The heat was gruelling. The pace? Not so hard. The stopping and starting, though, was driving him close to madness.
He’d hoped to have time to talk to her. Warm up to her. He was a good man, a solid dependable immortal. He’d never harmed a woman. He’d never stray from her. He’d provide her with a safe home. He was focused on his men, he could see that, but that was a good quality for a man. Wasn’t it? He could protect her, and, if not, his men would.
An image of her parting that damn flood of water nagged at him because in essence she didn’t need him to protect her. Did she?
And why in the name of Hades was he even thinking thoughts like this about her? Dominic had said he believed the Spartans could have true bonds, but that didn’t mean Tabithia was his.
No matter how hard he tried not to think of her as his, or in his life, or a part of him, he couldn’t stop. It was nerve-racking. Insane. She was an immortal witch. She would live a long life, but not an eternity like he would. Well, at least that was what he assumed. He had no idea if he’d live forever or until next week. But, no matter how long he lived, what would he hope to have with her? She would hate him when he took the chalice back to Ares. Even if he could win the witch’s freedom upon return to Ares, Aeros wasn’t fooled into thinking Tabithia would believe him if he told her he’d try.
No, Tabithia wasn’t letting the other witch go so easily. She’d not simply accept his word. She distrusted him now. She saw him as a reflection of his god—a god who had imprisoned one of her own kind. She’d fight him. The thought of fighting her made him physically ill.
“Well, this is it…”
His brain stalled over what she referred to for a moment longer than it should.
“This what, Tabithia?”
She waved a hand behind her and stepped away to reveal what looked like a pit in the floor of the jungle. Thick, dark brown vines criss-crossed an opening looking more like a gaping mouth than an entrance to a cave. The vines and lush green foliage covered it to the point that he could barely make out jagged edges. He saw enough to know he didn’t want her anywhere near it.
“Damn, woman, that’s a bit of a thing, isn’t it?” Narc muttered.
Ajax walked over to where she indicated and shoved some of the vines aside. He shook his head and glowered up at them. “Looks like a rabbit hole to me.”
The Bard nodded in agreement. “More like a damn snake hole.”
“Did I ask for opinions? Or even debate it? You want this godhead, right? Well, that’s where it is,” she snapped.
Aaron’s eyebrows rose but he stayed silent.
Narc wasn’t so smart. “Well, fuck, that’s a tight squeeze, isn’t it? And it’s not as if you aren’t already pissed off like a cat around a Rottweiler.”
“Stephano, enough.”
“Huh, a cat around a Rottweiler, huh?” She sized Narc up like she was imagining slicing him up with her blade to feed to the dogs. “Well, cute, but still, not going to help out, is it? This is where the little cup is, so we head down, or give up, turn tail and head home. I get paid either way.” She crossed her arms under her breasts and glared up at him for some reason.
He shot a look at Narc, who rubbed his hand over his mouth, no doubt hiding a smirk. He glanced at Tabithia and nodded.
“Thought so. So, I hope no one minds bats, spiders, and oh, I dunno, all those creepy, crawling things that live in warm, moist, dark places.” She wiggled her fingers and smirked. Her pink lips pouted in a mockery of sympathy when the men all grumbled.

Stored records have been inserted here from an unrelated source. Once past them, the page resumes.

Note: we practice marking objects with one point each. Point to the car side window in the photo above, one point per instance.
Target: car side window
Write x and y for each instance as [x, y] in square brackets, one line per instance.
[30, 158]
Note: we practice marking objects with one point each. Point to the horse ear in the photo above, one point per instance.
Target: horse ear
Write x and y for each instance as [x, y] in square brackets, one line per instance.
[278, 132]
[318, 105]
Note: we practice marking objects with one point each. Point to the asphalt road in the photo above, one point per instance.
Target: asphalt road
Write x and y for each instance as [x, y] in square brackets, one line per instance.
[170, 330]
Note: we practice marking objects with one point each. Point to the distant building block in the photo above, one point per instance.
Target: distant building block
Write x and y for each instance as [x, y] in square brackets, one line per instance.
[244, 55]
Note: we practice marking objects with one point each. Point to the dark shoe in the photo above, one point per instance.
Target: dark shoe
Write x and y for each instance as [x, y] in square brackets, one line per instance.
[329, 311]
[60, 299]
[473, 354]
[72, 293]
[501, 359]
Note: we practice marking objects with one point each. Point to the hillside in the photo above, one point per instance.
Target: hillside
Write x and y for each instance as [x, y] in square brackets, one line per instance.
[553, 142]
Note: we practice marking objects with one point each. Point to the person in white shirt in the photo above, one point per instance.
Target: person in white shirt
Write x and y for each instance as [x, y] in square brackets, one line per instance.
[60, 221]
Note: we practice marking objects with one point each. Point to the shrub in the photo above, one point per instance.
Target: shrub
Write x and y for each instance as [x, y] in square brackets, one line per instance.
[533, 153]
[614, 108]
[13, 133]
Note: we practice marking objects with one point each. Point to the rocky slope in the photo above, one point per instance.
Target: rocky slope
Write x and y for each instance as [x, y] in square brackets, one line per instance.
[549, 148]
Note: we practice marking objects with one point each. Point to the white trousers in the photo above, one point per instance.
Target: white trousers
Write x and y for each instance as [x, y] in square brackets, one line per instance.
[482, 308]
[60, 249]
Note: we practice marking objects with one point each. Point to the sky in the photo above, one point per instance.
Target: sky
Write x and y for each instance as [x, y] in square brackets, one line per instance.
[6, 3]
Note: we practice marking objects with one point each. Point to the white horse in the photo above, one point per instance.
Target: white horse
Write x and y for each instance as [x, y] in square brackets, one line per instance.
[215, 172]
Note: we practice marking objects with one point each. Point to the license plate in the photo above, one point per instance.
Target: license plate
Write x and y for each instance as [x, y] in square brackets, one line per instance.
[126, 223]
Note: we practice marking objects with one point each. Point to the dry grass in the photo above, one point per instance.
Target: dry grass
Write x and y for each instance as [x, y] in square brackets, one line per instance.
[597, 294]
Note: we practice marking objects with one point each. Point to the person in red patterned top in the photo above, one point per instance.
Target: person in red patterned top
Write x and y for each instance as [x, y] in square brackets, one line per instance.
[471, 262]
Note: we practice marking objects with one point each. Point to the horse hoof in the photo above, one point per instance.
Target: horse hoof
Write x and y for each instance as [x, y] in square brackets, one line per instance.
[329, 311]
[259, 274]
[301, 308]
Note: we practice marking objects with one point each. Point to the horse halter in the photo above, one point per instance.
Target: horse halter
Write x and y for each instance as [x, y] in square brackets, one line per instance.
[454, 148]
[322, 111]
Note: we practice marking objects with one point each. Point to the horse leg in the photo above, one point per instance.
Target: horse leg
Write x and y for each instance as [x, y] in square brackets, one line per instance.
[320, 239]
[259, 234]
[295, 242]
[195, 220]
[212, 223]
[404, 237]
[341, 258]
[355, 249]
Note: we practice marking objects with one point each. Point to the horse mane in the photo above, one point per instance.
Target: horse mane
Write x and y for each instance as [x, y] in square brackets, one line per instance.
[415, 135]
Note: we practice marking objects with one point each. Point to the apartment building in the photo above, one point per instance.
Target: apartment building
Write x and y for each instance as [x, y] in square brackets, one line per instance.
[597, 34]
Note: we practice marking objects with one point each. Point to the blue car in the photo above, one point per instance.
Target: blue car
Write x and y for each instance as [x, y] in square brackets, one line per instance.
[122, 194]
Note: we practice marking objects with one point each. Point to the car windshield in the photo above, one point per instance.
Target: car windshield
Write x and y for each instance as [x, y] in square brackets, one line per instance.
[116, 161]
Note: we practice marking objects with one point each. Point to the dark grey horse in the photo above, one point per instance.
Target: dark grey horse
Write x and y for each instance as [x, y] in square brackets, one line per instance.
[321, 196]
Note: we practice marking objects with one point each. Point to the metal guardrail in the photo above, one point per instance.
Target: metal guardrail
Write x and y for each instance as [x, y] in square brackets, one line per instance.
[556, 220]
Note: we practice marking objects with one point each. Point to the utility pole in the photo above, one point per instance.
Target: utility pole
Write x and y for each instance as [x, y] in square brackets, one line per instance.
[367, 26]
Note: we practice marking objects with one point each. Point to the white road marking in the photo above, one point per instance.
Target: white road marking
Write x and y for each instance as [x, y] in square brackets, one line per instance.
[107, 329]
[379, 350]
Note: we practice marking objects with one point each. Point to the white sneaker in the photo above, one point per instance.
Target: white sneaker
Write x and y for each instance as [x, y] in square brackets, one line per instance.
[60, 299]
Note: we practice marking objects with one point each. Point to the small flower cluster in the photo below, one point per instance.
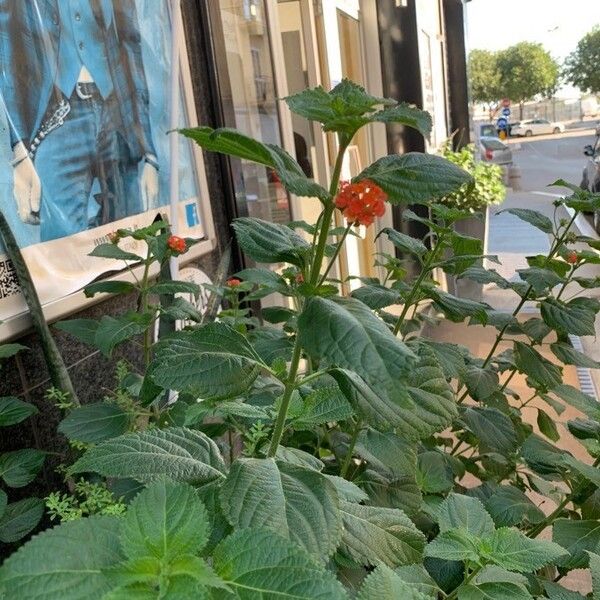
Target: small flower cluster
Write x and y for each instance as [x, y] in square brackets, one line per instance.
[361, 202]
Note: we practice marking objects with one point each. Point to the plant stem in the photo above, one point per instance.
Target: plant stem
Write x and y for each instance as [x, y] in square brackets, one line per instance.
[348, 457]
[290, 386]
[417, 284]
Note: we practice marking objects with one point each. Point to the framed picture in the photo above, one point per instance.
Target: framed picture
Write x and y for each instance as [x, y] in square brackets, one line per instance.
[86, 104]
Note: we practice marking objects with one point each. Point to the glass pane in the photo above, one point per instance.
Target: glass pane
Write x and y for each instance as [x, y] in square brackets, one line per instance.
[250, 73]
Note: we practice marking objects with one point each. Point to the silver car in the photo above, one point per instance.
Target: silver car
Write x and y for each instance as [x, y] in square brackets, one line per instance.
[492, 149]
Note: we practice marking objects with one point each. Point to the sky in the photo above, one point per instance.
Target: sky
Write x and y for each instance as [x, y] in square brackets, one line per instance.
[557, 24]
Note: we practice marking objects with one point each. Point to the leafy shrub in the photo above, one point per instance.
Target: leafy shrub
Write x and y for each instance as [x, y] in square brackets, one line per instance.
[488, 187]
[322, 451]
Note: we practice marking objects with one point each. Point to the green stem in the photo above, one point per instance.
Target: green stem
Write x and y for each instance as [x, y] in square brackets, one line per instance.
[335, 254]
[290, 386]
[350, 451]
[417, 285]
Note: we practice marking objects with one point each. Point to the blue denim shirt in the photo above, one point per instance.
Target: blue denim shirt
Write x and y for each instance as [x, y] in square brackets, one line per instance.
[82, 43]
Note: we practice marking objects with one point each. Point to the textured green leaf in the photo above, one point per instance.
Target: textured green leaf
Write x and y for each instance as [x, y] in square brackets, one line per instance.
[405, 243]
[568, 355]
[214, 362]
[165, 521]
[95, 423]
[568, 317]
[385, 584]
[65, 562]
[577, 537]
[509, 506]
[512, 550]
[13, 411]
[298, 503]
[494, 591]
[535, 366]
[113, 251]
[20, 467]
[417, 408]
[258, 563]
[374, 535]
[492, 427]
[268, 242]
[532, 217]
[108, 287]
[177, 453]
[464, 513]
[414, 178]
[19, 518]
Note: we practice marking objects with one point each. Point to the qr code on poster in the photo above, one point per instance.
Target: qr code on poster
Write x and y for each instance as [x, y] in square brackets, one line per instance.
[9, 286]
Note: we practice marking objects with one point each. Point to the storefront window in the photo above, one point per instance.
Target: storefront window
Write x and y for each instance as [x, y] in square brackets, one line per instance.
[253, 102]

Ajax shoved the vines away, clearing more of the hole in the earth. A moist, decaying smell came from the cave, making Aeros’ skin crawl. Ajax must have not heard their debate, or the stubborn man didn’t care.

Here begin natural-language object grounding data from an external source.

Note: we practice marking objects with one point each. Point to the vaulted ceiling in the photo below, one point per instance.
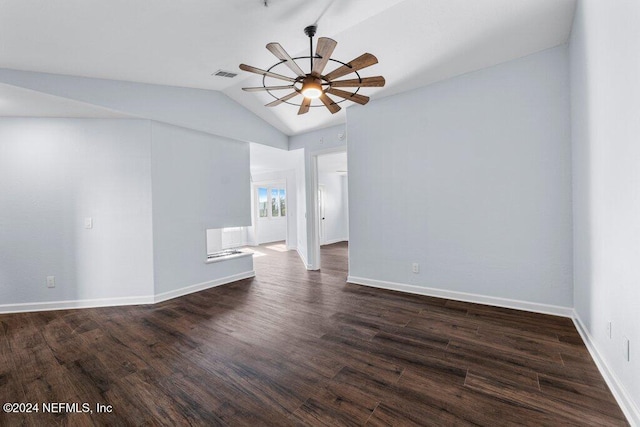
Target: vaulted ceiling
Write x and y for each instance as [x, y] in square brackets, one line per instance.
[182, 43]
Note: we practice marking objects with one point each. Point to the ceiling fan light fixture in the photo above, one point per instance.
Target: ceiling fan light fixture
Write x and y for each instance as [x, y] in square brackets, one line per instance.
[314, 84]
[311, 87]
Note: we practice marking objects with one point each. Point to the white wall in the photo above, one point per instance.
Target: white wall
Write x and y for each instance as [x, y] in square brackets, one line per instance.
[335, 228]
[605, 93]
[53, 174]
[470, 178]
[200, 182]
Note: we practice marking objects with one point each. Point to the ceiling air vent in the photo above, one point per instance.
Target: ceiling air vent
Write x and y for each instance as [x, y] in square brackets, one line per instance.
[222, 73]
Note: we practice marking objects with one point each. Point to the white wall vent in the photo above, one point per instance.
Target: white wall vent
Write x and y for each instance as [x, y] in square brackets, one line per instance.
[223, 73]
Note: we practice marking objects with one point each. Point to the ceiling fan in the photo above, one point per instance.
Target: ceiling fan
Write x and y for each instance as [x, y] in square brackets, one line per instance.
[314, 84]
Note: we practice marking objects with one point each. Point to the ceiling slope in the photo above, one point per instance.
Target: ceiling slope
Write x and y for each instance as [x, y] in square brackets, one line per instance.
[164, 42]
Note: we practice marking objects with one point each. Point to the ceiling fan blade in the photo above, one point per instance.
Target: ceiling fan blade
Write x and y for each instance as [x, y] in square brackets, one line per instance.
[329, 103]
[282, 54]
[283, 99]
[360, 99]
[304, 107]
[377, 81]
[251, 69]
[363, 61]
[324, 49]
[263, 88]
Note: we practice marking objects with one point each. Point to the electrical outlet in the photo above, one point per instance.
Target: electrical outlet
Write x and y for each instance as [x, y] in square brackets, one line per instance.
[625, 349]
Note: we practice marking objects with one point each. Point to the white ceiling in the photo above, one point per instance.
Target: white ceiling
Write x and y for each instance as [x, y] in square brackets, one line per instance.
[181, 43]
[19, 102]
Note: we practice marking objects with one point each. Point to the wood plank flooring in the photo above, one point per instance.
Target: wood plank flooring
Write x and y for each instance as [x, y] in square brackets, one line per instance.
[293, 347]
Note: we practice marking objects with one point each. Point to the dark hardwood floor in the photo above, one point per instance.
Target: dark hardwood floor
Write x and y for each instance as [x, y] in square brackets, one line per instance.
[293, 347]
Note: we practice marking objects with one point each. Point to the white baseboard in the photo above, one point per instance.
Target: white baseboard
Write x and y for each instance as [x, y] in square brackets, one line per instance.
[73, 304]
[332, 241]
[466, 297]
[621, 395]
[113, 302]
[202, 286]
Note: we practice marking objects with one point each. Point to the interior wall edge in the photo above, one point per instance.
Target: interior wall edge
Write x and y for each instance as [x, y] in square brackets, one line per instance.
[631, 411]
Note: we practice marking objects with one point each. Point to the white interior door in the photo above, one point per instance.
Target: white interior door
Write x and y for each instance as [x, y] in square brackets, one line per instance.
[321, 213]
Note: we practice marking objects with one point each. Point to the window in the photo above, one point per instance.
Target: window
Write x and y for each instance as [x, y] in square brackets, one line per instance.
[272, 202]
[283, 207]
[275, 202]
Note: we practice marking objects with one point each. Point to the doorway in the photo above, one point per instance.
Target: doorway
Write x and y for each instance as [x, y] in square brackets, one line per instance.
[332, 200]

“This can’t be right. The chalice is down here? How the name of Hades did it get down here?” Ajax demanded, standing and glaring down at Tabithia. His light hair had fallen out of his leather band, shadowing his face, but Aeros saw the stubborn set to his jaw. Ajax had once been trapped in the earth when they’d fought the Death Stalkers in a battle on the coast of Ireland. When the tide had risen, he’d choked on water, barely managing to stay above the high tide. No doubt he didn’t relish stepping into a cave again.